Redapplewreath · 05/07/2021 17:48

f these things can happen I'll entertain the question of allowing the vanishingly small minority of committed transwomen into female spaces.

I understand and appreciate what you're saying, but other female people's consent isn't yours to give. There are female people who, if any male person is present regardless of degree of transition, can no longer access that female space due to disabilities, trauma, faith, culture, a need for privacy and dignity among other reasons. Those women have a right to access public life too.

And as has been repeatedly shown, no gatekeeping is possible. The GRA WAS this compromise, it was this attempt to allow some male people to have this option. It's been demonstrated past all doubt that 'some' means 'all', gatekeeping is impossible, and too many male people regardless of degree of transition are not able to use female spaces with respect for female people and their boundaries.

The answer is, as with everything, a third option must be provided. Everyone has the option of their sex based provision, or the mixed sex provision. If services want to add specific inclusive women/inclusive men/NB/anything else sessions, brilliant. Diversify, meet the needs. But female people needing female only spaces get their needs met too.

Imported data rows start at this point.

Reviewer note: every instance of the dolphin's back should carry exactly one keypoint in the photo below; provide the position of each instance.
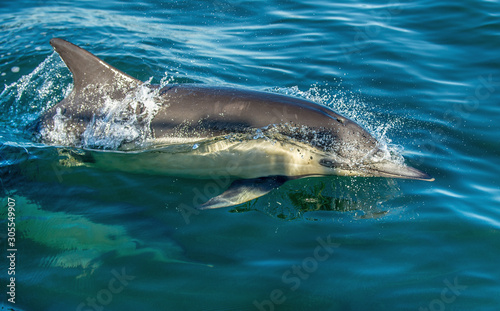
(213, 111)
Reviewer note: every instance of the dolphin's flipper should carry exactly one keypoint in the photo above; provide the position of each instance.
(244, 190)
(89, 70)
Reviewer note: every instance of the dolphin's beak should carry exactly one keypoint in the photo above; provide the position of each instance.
(395, 170)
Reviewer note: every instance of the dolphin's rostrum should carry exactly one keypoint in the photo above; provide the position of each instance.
(259, 139)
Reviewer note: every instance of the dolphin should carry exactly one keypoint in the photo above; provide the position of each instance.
(259, 140)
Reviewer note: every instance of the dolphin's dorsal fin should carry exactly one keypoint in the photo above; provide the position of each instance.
(88, 69)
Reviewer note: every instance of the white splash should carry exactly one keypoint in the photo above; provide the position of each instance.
(123, 124)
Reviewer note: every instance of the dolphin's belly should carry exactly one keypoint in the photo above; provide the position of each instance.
(237, 159)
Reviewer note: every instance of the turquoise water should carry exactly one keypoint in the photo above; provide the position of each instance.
(424, 76)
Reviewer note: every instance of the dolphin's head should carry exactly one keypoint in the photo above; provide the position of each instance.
(352, 151)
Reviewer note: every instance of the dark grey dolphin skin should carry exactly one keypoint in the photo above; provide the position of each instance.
(333, 144)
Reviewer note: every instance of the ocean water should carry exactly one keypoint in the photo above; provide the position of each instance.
(423, 76)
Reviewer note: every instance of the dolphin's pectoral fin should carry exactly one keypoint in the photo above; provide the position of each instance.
(244, 190)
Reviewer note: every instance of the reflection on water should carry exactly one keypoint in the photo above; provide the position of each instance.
(74, 241)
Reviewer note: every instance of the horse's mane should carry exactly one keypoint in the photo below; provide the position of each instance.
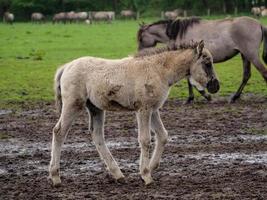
(146, 26)
(179, 27)
(154, 50)
(174, 28)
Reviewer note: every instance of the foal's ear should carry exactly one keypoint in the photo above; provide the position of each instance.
(142, 24)
(199, 48)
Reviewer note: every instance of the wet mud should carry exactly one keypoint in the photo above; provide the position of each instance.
(214, 151)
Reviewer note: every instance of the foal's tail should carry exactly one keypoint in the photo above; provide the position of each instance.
(57, 89)
(264, 54)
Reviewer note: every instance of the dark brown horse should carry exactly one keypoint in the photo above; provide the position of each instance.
(224, 38)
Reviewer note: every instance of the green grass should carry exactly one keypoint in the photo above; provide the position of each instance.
(30, 54)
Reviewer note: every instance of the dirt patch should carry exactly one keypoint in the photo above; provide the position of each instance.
(215, 151)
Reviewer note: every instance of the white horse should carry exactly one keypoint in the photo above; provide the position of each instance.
(140, 84)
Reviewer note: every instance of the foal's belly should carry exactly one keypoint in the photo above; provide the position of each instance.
(126, 99)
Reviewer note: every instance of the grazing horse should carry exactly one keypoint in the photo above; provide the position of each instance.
(37, 17)
(8, 17)
(128, 14)
(224, 38)
(60, 17)
(107, 16)
(140, 84)
(174, 14)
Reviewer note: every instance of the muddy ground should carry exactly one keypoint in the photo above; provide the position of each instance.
(215, 151)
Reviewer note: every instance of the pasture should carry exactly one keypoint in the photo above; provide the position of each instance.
(215, 150)
(30, 54)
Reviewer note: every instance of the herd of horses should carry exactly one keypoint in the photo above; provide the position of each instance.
(70, 17)
(141, 83)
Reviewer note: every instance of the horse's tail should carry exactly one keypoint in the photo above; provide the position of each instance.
(57, 88)
(264, 54)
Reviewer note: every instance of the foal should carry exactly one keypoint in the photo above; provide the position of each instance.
(140, 84)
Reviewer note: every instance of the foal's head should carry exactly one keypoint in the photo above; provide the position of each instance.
(202, 74)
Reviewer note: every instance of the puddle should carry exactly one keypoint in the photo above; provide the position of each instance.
(194, 138)
(5, 112)
(216, 159)
(14, 147)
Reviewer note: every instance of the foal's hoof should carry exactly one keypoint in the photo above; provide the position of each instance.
(121, 180)
(55, 181)
(233, 98)
(189, 101)
(148, 180)
(208, 97)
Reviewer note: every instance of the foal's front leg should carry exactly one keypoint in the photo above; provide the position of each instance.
(161, 139)
(97, 128)
(144, 137)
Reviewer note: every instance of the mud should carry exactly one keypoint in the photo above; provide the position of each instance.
(215, 151)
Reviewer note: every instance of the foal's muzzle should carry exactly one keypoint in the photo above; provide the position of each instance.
(213, 86)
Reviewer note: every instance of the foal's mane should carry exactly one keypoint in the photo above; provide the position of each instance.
(155, 50)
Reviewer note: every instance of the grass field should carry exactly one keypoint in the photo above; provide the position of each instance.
(30, 54)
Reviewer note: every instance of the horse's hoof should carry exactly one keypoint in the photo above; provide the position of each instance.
(147, 180)
(233, 98)
(208, 97)
(121, 180)
(189, 101)
(55, 181)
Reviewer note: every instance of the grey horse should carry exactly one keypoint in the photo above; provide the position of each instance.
(224, 38)
(8, 17)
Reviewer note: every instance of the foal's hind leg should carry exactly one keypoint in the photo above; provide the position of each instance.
(246, 76)
(191, 93)
(97, 128)
(161, 140)
(144, 137)
(68, 114)
(260, 67)
(191, 97)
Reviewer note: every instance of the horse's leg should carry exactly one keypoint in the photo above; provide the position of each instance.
(68, 114)
(97, 128)
(144, 137)
(205, 95)
(246, 76)
(161, 139)
(260, 67)
(191, 93)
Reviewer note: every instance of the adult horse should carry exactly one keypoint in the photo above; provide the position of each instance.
(37, 17)
(224, 38)
(139, 84)
(8, 17)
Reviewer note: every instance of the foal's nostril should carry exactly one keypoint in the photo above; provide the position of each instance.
(213, 86)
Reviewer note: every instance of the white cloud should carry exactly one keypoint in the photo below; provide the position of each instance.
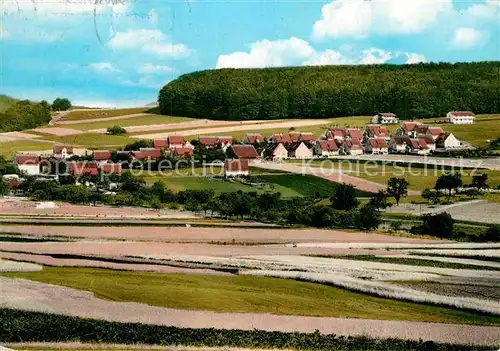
(327, 57)
(59, 8)
(149, 41)
(374, 56)
(267, 53)
(360, 18)
(103, 67)
(412, 58)
(150, 68)
(296, 51)
(467, 37)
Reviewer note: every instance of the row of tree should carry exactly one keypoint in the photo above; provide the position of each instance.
(26, 114)
(421, 90)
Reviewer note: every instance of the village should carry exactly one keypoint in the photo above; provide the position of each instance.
(410, 138)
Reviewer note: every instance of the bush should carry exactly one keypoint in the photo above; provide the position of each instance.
(116, 130)
(21, 326)
(439, 225)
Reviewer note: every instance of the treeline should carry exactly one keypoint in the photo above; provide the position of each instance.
(22, 326)
(420, 90)
(25, 115)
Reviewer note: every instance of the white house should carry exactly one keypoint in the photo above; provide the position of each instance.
(385, 118)
(460, 117)
(28, 163)
(377, 146)
(235, 168)
(326, 148)
(300, 150)
(275, 152)
(447, 141)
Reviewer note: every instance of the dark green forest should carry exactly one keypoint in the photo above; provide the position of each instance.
(24, 115)
(420, 90)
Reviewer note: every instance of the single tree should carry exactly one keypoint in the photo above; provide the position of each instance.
(397, 188)
(450, 181)
(345, 197)
(4, 188)
(380, 200)
(480, 181)
(439, 225)
(61, 104)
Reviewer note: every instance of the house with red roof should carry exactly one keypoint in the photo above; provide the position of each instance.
(376, 131)
(175, 141)
(147, 154)
(161, 144)
(385, 118)
(78, 169)
(62, 151)
(377, 146)
(300, 150)
(460, 117)
(326, 148)
(275, 152)
(183, 152)
(252, 138)
(336, 133)
(354, 133)
(245, 152)
(27, 163)
(101, 156)
(111, 168)
(352, 147)
(235, 168)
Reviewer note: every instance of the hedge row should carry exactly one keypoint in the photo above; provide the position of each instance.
(21, 326)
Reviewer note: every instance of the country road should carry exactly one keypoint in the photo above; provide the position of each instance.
(36, 296)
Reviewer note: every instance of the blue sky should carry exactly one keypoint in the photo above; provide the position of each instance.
(120, 52)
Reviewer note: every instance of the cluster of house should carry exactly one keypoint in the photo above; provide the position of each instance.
(453, 117)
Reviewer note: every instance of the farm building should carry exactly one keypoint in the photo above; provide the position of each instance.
(28, 163)
(300, 150)
(460, 117)
(377, 146)
(235, 168)
(326, 148)
(62, 151)
(447, 141)
(245, 152)
(385, 118)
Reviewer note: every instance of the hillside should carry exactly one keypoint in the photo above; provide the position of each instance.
(421, 90)
(6, 102)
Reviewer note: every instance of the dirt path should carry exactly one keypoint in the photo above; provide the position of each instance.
(210, 235)
(241, 127)
(35, 296)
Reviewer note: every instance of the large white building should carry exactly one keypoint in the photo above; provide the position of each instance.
(28, 163)
(460, 117)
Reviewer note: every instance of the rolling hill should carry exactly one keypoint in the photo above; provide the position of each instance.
(421, 90)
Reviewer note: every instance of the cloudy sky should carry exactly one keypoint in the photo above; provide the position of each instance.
(120, 52)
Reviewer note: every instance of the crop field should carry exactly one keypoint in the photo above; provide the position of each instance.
(9, 149)
(98, 113)
(143, 120)
(245, 294)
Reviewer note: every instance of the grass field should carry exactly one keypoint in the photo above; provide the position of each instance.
(98, 113)
(6, 102)
(146, 119)
(8, 149)
(485, 128)
(245, 294)
(91, 141)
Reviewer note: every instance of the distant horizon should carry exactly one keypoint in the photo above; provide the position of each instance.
(121, 54)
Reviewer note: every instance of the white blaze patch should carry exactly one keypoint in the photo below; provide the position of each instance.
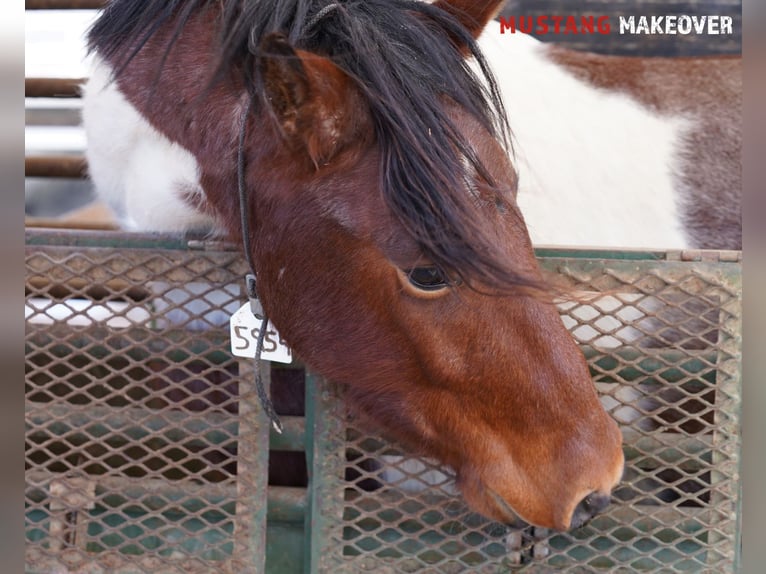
(137, 171)
(595, 167)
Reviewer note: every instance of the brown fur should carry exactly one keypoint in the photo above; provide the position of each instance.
(493, 386)
(708, 91)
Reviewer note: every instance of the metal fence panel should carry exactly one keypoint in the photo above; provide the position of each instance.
(147, 449)
(663, 341)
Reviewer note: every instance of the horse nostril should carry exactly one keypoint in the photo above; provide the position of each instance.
(589, 507)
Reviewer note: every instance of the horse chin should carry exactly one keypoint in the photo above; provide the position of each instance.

beastlyslumber · 05/07/2021 17:54

I'll just leave this here...

GromblesofGrimbledon · 05/07/2021 17:58

@Redapplewreath

I agree that I cannot give consent for others. This is simply my personal line in the sand. I only draw this conclusion from having spent time around transwomen who I would have no clue were biologically male.

For the sake of a tiny minority of people who I don't think are a threat, I think if we got this right there would be the rarest of occasions of transwomen in female spaces and people would be none the wiser.

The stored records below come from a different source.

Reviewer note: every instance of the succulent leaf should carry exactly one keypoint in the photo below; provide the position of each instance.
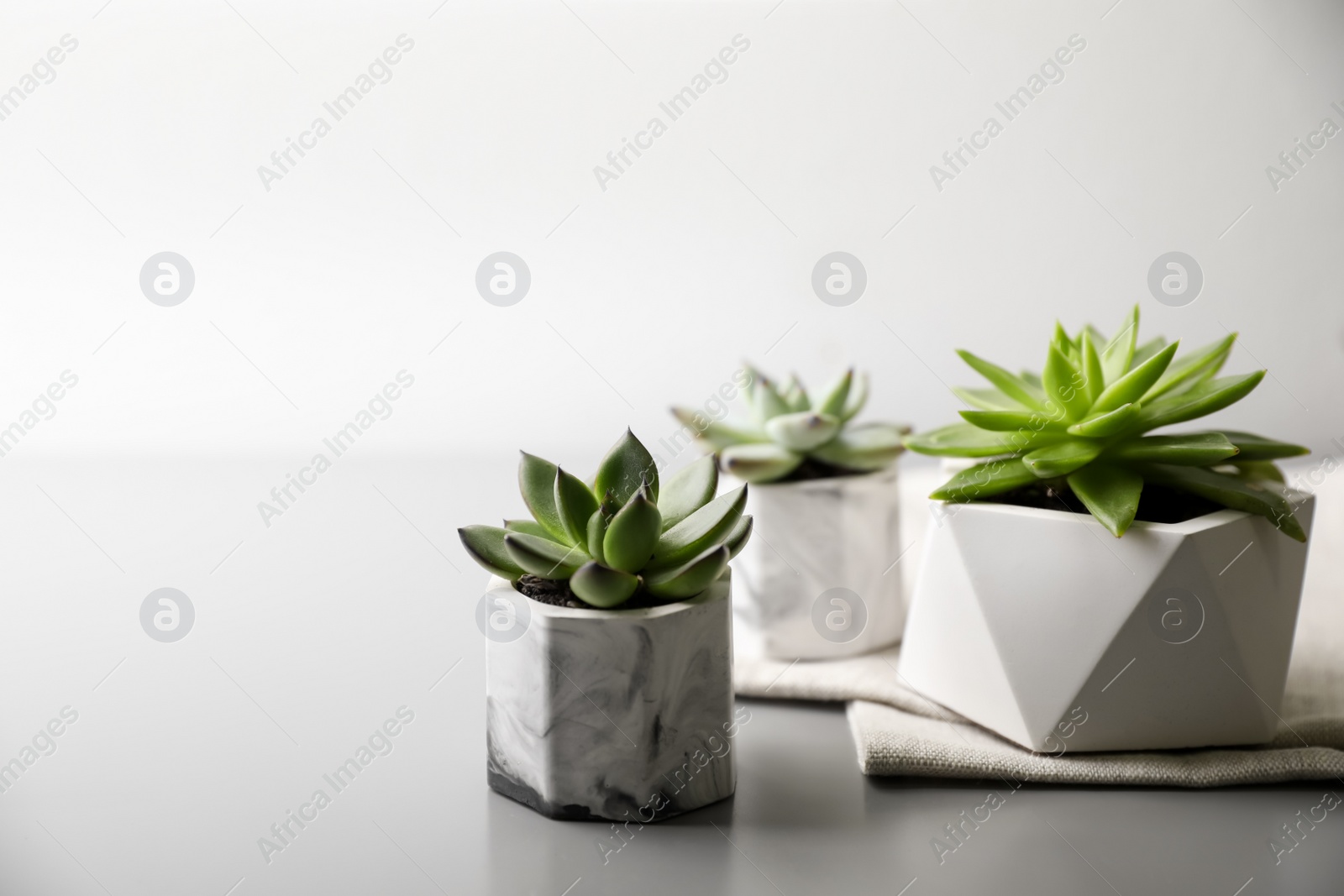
(1202, 449)
(803, 432)
(542, 557)
(1258, 470)
(1187, 371)
(766, 401)
(575, 504)
(739, 537)
(1106, 423)
(1095, 379)
(1198, 402)
(866, 448)
(691, 578)
(597, 533)
(718, 436)
(987, 399)
(602, 586)
(1148, 349)
(1065, 387)
(764, 463)
(537, 483)
(1010, 385)
(788, 430)
(857, 399)
(1120, 351)
(486, 546)
(1257, 448)
(1135, 385)
(687, 490)
(1230, 492)
(1110, 493)
(837, 396)
(795, 396)
(1106, 402)
(701, 531)
(632, 533)
(627, 468)
(1011, 421)
(1063, 457)
(964, 439)
(530, 527)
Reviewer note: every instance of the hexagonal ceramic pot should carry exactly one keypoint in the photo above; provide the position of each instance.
(817, 579)
(613, 714)
(1046, 629)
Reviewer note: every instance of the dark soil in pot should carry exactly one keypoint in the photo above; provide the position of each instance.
(1156, 504)
(557, 593)
(812, 469)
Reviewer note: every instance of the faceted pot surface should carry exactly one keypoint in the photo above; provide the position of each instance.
(1046, 629)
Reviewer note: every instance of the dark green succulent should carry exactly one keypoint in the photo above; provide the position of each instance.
(669, 543)
(1085, 423)
(788, 427)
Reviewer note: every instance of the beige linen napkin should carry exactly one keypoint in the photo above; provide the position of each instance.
(900, 732)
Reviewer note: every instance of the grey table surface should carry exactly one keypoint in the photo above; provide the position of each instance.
(356, 602)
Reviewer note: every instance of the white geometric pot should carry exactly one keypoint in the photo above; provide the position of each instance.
(624, 715)
(1046, 629)
(816, 579)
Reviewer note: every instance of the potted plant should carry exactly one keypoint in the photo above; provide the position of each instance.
(609, 689)
(819, 582)
(1093, 584)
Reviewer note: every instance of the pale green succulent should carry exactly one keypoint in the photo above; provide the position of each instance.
(667, 543)
(788, 430)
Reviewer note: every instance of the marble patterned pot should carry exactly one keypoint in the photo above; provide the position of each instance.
(624, 715)
(817, 578)
(1046, 629)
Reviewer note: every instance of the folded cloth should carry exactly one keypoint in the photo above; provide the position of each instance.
(900, 732)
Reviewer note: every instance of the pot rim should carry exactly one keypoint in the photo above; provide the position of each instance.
(719, 590)
(887, 473)
(1187, 527)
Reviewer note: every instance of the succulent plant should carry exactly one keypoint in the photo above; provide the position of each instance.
(788, 429)
(622, 532)
(1085, 422)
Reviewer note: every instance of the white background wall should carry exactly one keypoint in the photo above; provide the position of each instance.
(822, 137)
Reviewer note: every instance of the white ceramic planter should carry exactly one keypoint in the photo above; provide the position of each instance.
(613, 714)
(1042, 626)
(816, 580)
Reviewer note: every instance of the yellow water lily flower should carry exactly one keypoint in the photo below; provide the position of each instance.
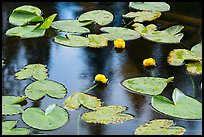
(149, 62)
(101, 78)
(119, 43)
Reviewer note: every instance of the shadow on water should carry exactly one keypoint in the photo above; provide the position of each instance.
(76, 68)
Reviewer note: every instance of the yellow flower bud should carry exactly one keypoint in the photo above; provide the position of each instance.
(149, 62)
(101, 78)
(119, 43)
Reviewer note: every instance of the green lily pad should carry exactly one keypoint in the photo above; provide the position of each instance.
(39, 89)
(10, 105)
(79, 98)
(150, 6)
(160, 127)
(102, 17)
(141, 16)
(179, 107)
(71, 26)
(107, 115)
(194, 68)
(8, 128)
(28, 31)
(54, 117)
(37, 71)
(178, 56)
(115, 33)
(25, 14)
(147, 85)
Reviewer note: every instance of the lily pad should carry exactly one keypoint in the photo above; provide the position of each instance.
(102, 17)
(37, 71)
(141, 16)
(107, 115)
(71, 26)
(39, 89)
(54, 117)
(25, 14)
(147, 85)
(115, 33)
(150, 6)
(28, 31)
(179, 107)
(8, 128)
(160, 127)
(10, 105)
(79, 98)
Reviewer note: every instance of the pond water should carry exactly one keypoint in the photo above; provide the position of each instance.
(76, 68)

I think society has buggered it up big time and the issues we have now are because of self-ID. Self-ID can be policed. We have the ability to stamp it out if we stand up to it now. In all honesty, I don't see how a minuscule, and I mean miniscule, population of genuine transwomen can be policed in such a manner. If we'd got this right as a society from the get-go, I doubt we'd need to think on it this much.

We've let too much slide. That's why we're in the mess we're in.